Background: Human TGF-β3 has been used in many studies to induce genes coding for typical cartilage matrix components and accelerate chondrogenic differentiation, making it the standard constituent in most cultivation media used for the assessment of chondrogenesis associated with various stem cell types on carrier matrices. However, in vivo data suggests that TGF-β3 and its other isoforms also induce endochondral and intramembranous osteogenesis in non-primate species to other mammals. Based on previously demonstrated improved articular cartilage induction by a using hTGF-β3 and hBMP-6 together on hADSC cultures and the interaction of TGF- β with matrix in vivo, the present study investigates the interaction of a chitosan scaffold as polyanionic polysaccharide with both growth factors. The study analyzes the difference between chondrogenic differentiation that leads to stable hyaline cartilage and the endochondral ossification route that ends in hypertrophy by extending the usual panel of investigated gene expression and stringent employment of quantitative PCR.
Results: By assessing the viability, proliferation, matrix formation and gene expression patterns it is shown that hTGF-β3 + hBMP-6 promotes improved hyaline articular cartilage formation in a chitosan scaffold in which ACAN with Col2A1 and not Col1A1 nor Col10A1 where highly expressed both at a transcriptional and translational level. Inversely, hTGF-β3 alone tended towards endochondral bone formation showing according protein and gene expression patterns.
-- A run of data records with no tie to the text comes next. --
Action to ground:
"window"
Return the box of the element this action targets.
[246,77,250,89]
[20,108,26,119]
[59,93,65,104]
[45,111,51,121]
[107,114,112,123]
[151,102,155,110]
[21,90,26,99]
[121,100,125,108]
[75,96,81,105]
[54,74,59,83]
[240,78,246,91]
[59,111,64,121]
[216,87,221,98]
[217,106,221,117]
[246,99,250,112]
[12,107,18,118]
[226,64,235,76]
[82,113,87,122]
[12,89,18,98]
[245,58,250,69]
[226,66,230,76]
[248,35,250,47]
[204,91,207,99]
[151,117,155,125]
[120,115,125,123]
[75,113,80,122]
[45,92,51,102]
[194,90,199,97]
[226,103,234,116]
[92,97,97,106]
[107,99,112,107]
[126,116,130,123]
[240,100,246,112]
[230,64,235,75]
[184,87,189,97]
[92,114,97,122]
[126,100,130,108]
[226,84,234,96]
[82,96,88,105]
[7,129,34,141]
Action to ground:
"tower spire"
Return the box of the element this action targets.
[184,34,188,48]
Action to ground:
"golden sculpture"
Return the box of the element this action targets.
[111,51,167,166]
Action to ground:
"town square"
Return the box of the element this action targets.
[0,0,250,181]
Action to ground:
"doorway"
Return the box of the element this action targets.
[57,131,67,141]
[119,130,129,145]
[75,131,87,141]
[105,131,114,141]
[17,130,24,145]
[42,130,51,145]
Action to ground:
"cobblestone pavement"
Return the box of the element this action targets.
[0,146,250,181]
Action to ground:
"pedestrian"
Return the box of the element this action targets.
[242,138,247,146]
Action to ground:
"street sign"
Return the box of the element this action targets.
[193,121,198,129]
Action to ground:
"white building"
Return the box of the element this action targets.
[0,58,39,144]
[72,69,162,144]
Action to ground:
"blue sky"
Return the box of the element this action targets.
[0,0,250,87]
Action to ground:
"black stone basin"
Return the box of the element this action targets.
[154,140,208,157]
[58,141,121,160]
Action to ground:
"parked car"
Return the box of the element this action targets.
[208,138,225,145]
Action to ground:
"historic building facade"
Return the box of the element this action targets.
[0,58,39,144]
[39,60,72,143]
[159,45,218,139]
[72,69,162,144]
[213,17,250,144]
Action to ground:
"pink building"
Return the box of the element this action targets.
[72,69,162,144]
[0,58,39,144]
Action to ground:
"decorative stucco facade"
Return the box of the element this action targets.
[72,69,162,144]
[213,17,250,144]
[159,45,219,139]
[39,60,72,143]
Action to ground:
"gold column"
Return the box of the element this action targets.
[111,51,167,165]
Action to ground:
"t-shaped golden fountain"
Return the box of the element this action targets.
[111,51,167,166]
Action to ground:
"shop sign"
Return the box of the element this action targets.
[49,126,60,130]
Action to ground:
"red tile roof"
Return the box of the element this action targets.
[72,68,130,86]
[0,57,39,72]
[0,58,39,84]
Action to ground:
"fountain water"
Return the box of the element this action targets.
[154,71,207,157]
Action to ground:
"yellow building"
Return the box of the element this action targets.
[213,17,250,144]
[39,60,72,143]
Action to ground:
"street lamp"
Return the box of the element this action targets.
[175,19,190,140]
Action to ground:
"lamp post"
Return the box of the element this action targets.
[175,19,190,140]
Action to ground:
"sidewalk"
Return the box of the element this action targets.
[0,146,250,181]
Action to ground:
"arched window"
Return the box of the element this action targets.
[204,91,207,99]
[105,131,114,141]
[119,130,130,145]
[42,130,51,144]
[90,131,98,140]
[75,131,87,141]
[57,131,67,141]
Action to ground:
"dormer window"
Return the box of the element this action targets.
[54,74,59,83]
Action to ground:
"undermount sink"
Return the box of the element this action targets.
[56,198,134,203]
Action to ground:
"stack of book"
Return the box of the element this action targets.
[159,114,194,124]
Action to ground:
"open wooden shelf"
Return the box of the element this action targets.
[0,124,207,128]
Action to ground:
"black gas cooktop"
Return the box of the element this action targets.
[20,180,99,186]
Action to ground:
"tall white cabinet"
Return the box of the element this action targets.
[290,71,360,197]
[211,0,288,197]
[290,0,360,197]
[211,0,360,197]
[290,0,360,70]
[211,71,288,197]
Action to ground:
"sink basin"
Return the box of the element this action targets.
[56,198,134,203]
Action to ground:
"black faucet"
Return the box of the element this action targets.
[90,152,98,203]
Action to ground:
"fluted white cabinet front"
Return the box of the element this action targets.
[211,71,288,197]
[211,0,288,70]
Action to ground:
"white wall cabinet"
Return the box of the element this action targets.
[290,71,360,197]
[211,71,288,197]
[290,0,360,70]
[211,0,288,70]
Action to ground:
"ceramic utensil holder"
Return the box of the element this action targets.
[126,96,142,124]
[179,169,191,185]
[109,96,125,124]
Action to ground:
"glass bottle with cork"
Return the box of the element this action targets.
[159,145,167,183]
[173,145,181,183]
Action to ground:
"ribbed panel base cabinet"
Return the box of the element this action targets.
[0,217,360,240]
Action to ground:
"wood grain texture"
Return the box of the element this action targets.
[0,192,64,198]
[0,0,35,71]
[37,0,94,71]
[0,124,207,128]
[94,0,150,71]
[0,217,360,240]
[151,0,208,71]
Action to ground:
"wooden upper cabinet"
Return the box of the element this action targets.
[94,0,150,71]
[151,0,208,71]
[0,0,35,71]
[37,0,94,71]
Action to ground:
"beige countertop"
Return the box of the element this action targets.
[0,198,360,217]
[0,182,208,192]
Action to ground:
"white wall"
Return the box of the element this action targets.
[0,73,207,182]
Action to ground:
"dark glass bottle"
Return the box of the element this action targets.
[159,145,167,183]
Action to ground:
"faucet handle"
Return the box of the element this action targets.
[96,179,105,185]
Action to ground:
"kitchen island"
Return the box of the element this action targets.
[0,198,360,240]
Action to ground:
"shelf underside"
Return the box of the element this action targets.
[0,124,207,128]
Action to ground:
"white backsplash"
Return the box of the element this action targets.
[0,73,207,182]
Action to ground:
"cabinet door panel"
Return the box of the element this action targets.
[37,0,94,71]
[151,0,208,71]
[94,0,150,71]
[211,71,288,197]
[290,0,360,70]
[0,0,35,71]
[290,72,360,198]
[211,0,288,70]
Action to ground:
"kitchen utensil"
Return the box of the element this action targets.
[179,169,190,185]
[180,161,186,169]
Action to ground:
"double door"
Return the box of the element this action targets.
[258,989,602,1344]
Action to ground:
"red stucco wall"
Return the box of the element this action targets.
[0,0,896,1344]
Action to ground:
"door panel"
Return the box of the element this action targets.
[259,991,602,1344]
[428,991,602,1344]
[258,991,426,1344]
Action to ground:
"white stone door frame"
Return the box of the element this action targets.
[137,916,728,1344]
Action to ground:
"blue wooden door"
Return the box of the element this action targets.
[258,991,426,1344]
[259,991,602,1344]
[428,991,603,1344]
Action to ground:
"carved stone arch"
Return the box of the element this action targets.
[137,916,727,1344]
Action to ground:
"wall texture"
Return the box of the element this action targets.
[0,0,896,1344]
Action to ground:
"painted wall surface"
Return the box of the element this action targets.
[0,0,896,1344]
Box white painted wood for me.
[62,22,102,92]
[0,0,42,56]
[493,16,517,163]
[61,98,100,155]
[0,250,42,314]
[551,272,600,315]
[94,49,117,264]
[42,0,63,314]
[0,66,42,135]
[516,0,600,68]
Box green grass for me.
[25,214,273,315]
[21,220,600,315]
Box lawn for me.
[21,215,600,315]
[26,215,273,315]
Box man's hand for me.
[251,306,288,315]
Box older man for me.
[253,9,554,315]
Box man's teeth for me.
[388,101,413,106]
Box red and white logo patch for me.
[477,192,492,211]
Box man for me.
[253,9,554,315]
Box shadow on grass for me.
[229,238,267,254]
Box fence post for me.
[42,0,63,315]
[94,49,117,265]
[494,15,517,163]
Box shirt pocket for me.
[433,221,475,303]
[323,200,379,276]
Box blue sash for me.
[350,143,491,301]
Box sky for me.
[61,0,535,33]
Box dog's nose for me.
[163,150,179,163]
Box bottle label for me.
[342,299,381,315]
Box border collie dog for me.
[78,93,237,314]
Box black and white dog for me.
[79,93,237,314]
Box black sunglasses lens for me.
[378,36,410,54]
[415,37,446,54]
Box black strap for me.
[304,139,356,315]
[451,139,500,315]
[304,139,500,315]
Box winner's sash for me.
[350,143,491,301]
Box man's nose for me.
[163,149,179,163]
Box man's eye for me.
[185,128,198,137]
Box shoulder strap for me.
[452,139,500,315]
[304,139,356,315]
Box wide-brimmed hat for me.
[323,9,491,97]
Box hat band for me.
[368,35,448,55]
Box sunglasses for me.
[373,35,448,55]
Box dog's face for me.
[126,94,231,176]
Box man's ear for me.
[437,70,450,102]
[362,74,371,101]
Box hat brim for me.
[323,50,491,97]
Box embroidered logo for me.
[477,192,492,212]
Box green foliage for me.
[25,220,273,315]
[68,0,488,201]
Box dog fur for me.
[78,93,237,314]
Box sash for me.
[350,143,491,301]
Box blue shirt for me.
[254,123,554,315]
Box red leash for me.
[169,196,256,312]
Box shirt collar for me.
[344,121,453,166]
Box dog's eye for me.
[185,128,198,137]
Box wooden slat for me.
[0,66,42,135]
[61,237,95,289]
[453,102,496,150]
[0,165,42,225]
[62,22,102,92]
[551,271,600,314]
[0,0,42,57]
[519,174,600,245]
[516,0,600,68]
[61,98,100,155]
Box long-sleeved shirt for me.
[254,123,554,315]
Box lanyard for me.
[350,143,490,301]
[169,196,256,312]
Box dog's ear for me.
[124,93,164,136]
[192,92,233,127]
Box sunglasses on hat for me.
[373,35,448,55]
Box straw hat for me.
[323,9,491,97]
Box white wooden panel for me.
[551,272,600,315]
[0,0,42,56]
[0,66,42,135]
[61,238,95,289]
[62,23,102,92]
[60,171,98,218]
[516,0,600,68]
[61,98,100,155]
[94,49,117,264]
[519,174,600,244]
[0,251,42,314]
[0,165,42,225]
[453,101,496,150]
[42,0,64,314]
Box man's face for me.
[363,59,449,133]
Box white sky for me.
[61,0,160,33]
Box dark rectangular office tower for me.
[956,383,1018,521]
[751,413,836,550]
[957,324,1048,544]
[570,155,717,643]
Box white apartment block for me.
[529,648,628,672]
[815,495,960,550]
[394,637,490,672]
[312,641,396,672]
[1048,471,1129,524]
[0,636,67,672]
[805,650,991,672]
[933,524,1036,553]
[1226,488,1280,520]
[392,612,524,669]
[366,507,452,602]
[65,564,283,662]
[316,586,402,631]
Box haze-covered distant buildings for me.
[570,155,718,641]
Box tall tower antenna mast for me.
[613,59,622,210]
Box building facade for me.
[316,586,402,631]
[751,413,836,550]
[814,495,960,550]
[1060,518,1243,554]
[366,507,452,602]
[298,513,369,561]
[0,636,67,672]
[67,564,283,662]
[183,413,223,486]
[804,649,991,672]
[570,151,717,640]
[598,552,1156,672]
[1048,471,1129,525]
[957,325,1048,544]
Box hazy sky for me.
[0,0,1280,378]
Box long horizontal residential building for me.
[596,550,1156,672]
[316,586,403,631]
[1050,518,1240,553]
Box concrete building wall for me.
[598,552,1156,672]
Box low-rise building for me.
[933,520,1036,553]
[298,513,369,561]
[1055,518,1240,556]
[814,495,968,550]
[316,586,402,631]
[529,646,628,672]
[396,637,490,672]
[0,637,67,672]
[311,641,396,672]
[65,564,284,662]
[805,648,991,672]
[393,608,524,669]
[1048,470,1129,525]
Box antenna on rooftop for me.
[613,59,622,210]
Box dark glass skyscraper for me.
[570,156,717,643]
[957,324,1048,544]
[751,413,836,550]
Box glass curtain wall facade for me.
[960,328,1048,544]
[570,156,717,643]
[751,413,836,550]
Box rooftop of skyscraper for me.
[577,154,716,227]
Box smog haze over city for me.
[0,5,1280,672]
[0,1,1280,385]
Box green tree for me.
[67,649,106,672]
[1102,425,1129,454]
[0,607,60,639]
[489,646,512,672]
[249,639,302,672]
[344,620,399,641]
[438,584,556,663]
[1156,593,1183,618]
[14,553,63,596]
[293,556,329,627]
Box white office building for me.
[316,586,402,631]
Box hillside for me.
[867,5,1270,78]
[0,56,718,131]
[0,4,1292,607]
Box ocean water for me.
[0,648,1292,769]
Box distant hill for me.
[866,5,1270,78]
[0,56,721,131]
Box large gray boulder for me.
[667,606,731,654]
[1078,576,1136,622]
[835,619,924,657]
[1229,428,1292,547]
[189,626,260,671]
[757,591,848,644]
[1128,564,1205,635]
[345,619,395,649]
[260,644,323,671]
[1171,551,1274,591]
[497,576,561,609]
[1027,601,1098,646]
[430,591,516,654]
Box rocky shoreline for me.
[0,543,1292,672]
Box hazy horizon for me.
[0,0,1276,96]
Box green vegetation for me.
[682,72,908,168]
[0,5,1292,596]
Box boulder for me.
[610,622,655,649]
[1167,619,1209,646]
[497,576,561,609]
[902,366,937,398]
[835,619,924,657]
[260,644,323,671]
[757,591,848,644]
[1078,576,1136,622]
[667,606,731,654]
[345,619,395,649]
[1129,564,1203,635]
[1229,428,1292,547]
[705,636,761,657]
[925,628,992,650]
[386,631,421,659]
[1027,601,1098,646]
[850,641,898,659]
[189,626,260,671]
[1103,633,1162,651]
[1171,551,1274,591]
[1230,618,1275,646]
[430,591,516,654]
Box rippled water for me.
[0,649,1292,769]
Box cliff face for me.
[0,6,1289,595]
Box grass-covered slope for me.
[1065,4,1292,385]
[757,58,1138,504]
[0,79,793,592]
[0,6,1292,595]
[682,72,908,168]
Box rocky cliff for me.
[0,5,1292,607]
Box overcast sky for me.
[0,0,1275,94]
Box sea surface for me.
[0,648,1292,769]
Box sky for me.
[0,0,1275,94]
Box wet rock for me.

Conclusion: These findings demonstrate that clinical therapies should consider using hTGF-β3 + hBMP-6 in articular cartilage regeneration therapies as the synergistic interaction of these morphogens seems to ensure and maintain proper hyaline articular cartilage matrix formation counteracting degeneration to fibrous tissue or ossification. These effects are produced by interaction of the growth factors with the polysaccharide matrix.
Keywords: Adipose-derived stem cell; Articular Chondrogenesis; Bone formation; Chitosan; Promotion; Synergism; Validation; hBMP-6; hTGF-β3.